In my last post, I suggested that in order to rebuild a thriving marriage culture in working class America, we need to have more than a conversation about a living wage and economic stability—as important as that is. We also have to respond to the powerful (and erroneous) truth claims of expressive individualism.

What are those truth claims?

In Habits of the Heart, Robert Bellah and colleagues suggest that at the center of the expressive individualist’s universe is “the autonomous individual, presumed able to choose the roles he will play and the commitments he will make, not on the basis of higher truths but according to the criterion of life-effectiveness as the individual judges it.” The expressive individualist takes his cues from the therapeutic attitude, which “begins with the self, rather than with a set of external obligations.” In this understanding of love and commitment, “feelings define love” and “permanent commitment can only come from having the proper clarity, honesty, and openness about one’s feelings.”
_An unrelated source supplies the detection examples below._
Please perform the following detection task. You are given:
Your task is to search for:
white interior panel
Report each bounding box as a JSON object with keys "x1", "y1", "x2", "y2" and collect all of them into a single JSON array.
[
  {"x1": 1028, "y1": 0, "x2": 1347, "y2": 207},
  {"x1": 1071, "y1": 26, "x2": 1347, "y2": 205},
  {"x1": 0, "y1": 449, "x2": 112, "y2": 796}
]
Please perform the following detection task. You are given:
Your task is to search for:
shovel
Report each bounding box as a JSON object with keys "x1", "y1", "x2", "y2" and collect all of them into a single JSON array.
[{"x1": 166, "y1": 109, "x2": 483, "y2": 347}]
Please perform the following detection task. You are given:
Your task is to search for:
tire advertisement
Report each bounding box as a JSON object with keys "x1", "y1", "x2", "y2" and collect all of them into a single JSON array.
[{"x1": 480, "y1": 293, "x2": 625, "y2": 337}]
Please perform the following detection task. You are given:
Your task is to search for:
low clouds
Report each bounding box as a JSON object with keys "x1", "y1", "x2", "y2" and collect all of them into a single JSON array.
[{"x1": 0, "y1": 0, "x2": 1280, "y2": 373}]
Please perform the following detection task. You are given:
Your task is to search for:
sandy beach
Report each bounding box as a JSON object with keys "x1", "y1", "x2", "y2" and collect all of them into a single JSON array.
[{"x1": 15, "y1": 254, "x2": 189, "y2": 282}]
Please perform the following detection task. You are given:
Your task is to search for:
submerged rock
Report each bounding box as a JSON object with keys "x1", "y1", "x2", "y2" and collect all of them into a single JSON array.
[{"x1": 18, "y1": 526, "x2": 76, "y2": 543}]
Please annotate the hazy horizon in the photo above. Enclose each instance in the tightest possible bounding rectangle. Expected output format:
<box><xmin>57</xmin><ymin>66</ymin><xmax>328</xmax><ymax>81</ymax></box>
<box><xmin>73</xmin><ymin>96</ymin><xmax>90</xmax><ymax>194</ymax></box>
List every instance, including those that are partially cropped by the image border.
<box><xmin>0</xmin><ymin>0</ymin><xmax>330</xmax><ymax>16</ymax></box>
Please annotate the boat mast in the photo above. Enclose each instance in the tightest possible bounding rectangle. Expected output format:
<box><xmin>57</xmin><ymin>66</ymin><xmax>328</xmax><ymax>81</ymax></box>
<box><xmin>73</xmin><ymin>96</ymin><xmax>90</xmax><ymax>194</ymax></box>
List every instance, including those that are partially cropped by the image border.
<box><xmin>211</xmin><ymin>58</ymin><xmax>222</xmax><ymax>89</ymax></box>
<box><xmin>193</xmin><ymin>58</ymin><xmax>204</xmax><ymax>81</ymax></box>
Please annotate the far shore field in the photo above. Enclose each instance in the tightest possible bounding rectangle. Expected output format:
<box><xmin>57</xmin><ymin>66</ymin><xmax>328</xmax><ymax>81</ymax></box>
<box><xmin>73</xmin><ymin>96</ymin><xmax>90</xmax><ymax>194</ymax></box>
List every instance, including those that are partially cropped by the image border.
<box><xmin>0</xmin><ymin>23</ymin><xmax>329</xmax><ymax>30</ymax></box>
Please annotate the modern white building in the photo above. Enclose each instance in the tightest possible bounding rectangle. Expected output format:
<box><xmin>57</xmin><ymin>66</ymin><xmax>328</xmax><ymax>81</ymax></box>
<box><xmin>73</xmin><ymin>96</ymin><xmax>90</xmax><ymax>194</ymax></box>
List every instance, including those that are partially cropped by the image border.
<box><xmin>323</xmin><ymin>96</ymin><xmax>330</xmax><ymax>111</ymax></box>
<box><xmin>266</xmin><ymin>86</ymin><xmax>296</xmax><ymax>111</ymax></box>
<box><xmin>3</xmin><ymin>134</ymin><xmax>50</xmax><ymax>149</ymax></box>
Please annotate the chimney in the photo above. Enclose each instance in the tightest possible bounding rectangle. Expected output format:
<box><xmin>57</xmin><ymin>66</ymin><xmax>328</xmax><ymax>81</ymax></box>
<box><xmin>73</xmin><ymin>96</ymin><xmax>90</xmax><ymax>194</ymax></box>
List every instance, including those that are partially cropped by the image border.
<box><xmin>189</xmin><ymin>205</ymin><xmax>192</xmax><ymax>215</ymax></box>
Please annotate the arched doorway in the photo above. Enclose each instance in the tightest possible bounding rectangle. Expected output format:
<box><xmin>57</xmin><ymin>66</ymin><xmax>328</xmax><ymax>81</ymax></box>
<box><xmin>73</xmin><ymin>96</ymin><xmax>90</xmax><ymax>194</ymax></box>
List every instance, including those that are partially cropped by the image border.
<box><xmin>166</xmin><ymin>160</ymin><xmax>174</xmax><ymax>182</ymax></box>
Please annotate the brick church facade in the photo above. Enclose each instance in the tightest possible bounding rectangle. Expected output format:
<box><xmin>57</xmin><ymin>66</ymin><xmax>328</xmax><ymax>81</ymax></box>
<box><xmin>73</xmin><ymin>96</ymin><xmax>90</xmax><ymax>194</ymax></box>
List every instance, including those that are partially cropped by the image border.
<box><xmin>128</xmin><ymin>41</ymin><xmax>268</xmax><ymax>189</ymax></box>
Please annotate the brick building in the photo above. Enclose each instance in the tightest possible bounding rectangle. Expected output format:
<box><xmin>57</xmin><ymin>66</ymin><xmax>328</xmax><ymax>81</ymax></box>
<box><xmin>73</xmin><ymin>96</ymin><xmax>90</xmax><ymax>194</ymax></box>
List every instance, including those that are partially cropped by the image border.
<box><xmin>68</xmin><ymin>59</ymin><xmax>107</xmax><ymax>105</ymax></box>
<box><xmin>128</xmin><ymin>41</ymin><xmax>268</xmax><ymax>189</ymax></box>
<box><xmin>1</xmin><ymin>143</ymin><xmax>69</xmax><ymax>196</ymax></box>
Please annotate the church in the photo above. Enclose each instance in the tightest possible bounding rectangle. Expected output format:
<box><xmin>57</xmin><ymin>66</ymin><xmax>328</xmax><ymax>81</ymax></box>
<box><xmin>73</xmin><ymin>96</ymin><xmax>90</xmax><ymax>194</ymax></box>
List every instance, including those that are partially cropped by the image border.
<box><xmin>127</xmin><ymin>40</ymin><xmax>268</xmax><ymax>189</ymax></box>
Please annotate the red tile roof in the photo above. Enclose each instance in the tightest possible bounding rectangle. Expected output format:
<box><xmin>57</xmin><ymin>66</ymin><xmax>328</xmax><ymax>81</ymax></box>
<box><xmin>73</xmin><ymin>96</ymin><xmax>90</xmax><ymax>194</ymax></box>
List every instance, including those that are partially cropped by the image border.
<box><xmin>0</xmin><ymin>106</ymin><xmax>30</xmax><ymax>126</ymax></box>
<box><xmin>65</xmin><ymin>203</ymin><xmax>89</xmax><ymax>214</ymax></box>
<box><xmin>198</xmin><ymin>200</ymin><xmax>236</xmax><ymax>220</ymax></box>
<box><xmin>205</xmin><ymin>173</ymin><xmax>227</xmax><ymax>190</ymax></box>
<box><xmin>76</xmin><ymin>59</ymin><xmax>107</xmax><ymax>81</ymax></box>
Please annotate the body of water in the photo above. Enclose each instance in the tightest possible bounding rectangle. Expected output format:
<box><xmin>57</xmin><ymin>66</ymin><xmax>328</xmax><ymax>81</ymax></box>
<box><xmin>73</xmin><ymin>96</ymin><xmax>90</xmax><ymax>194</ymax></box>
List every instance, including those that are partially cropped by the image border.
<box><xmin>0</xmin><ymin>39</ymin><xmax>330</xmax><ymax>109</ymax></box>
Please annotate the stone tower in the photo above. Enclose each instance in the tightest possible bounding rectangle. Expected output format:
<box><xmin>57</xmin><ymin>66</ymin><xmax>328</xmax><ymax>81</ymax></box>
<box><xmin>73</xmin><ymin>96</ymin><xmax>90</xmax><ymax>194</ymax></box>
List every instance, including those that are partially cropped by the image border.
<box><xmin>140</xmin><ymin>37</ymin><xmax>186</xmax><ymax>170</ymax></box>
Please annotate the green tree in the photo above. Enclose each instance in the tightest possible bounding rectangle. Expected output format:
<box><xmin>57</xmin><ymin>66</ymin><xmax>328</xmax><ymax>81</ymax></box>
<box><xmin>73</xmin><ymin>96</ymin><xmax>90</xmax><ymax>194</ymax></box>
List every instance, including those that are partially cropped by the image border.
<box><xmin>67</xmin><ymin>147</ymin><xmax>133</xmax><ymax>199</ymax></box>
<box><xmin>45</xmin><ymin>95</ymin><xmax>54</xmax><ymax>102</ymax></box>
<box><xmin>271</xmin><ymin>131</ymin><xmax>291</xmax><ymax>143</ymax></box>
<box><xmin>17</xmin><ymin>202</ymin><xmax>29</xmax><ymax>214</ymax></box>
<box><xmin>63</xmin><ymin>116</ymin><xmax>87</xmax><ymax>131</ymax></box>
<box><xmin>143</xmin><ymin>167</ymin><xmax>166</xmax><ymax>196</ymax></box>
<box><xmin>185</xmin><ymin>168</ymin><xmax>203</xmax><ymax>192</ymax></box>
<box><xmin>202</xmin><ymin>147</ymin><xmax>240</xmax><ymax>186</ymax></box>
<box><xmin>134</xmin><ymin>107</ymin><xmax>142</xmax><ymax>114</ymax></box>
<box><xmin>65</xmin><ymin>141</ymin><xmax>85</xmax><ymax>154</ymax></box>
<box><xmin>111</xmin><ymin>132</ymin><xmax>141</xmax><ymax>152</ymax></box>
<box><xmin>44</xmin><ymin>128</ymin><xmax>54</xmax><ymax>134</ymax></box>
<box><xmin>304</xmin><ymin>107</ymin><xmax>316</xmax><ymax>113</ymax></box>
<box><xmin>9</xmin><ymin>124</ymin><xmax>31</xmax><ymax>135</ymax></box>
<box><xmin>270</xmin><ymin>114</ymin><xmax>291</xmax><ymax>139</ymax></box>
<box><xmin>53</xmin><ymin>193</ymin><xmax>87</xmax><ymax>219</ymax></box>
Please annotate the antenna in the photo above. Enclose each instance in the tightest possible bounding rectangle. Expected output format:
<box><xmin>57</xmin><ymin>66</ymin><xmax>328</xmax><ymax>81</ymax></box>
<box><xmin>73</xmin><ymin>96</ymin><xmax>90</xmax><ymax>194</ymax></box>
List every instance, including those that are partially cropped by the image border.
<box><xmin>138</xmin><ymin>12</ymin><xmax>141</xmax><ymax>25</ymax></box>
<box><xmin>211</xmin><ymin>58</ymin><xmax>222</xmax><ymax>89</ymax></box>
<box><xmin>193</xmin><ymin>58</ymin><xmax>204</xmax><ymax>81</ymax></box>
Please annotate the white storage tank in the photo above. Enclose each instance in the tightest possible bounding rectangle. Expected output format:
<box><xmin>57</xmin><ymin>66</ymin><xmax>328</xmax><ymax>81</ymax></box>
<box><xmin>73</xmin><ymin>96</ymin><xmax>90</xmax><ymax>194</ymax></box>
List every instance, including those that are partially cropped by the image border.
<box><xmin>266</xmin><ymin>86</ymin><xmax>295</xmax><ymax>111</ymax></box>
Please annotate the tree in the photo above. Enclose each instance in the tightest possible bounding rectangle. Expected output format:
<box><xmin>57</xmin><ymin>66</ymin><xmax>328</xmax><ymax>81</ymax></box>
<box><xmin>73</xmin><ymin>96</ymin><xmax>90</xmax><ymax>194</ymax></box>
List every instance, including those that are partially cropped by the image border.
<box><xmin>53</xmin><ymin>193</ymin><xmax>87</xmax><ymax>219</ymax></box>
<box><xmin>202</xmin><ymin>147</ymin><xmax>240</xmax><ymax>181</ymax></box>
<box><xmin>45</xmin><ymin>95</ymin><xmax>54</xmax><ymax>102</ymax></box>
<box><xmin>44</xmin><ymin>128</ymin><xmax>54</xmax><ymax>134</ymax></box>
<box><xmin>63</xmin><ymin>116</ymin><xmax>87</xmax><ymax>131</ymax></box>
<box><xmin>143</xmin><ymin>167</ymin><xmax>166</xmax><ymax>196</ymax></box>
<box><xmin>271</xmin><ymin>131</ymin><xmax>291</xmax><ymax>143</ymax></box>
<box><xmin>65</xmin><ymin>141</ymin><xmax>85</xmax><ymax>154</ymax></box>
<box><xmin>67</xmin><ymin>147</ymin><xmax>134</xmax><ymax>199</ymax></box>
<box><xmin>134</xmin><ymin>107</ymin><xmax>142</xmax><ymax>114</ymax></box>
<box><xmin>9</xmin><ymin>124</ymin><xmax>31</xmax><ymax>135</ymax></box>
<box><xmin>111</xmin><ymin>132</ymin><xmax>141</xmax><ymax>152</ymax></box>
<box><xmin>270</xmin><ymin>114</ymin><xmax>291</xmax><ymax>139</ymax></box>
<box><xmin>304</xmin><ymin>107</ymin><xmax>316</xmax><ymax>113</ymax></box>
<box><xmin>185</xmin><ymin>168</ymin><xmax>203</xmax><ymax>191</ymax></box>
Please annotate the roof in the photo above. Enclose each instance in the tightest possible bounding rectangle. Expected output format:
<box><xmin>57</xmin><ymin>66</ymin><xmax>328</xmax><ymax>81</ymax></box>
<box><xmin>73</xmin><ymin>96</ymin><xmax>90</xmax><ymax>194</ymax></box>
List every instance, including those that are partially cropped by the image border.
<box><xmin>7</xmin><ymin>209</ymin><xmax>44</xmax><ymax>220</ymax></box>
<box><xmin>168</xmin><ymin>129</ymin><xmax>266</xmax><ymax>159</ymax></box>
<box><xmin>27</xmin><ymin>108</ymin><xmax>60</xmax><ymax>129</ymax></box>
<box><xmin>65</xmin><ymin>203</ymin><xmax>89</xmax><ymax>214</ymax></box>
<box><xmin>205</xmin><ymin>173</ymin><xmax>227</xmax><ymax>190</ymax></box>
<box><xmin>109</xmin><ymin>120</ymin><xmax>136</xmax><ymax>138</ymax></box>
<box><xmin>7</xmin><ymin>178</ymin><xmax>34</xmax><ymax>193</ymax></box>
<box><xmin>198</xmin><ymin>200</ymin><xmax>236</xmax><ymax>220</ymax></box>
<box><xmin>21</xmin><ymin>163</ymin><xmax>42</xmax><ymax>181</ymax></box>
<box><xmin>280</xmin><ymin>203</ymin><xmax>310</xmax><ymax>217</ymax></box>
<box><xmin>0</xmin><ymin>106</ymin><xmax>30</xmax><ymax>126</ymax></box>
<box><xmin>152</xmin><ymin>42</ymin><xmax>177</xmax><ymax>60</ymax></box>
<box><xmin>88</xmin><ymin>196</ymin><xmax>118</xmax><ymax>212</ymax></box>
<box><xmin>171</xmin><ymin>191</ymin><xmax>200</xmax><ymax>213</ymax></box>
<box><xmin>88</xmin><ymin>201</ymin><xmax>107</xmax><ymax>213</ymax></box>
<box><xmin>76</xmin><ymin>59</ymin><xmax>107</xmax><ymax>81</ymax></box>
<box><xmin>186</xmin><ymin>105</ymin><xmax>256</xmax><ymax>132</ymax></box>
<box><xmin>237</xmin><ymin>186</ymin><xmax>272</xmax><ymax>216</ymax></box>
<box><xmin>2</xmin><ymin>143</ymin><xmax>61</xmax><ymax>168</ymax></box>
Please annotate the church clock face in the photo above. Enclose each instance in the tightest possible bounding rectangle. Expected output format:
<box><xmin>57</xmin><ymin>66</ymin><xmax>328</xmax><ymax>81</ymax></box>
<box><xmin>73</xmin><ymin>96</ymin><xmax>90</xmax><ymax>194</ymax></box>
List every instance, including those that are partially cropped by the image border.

As it became apparent to my wife, Amber, and me from our interviews with working class young adults in Ohio, the expressive individualist philosophy crystallizes into nuggets of “wisdom” that are then passed on to and repeated by young people coming of age. Here are just a few of the nuggets we heard from our interviews.

  • Love just happens—and if it leaves, it probably means you shouldn’t be together.

“Love is effortless,” one divorced woman said. “I think if you have to work at it, then it’s not love.”

“Love is a force,” one cohabiting man put it. “It’s not something you have to work for.”

“You can’t help where your heart takes you,” said another cohabiting man. “If you like someone else, you like someone else.”

  • You’ve only got one life to live—so do what makes you feel happy.

As one cohabiting man put it, talking about how he would advise someone who is unhappy in marriage, “You have one life to live, life is short, and do what you feel is right.  Don’t waste your time on somethin’ you don’t want.”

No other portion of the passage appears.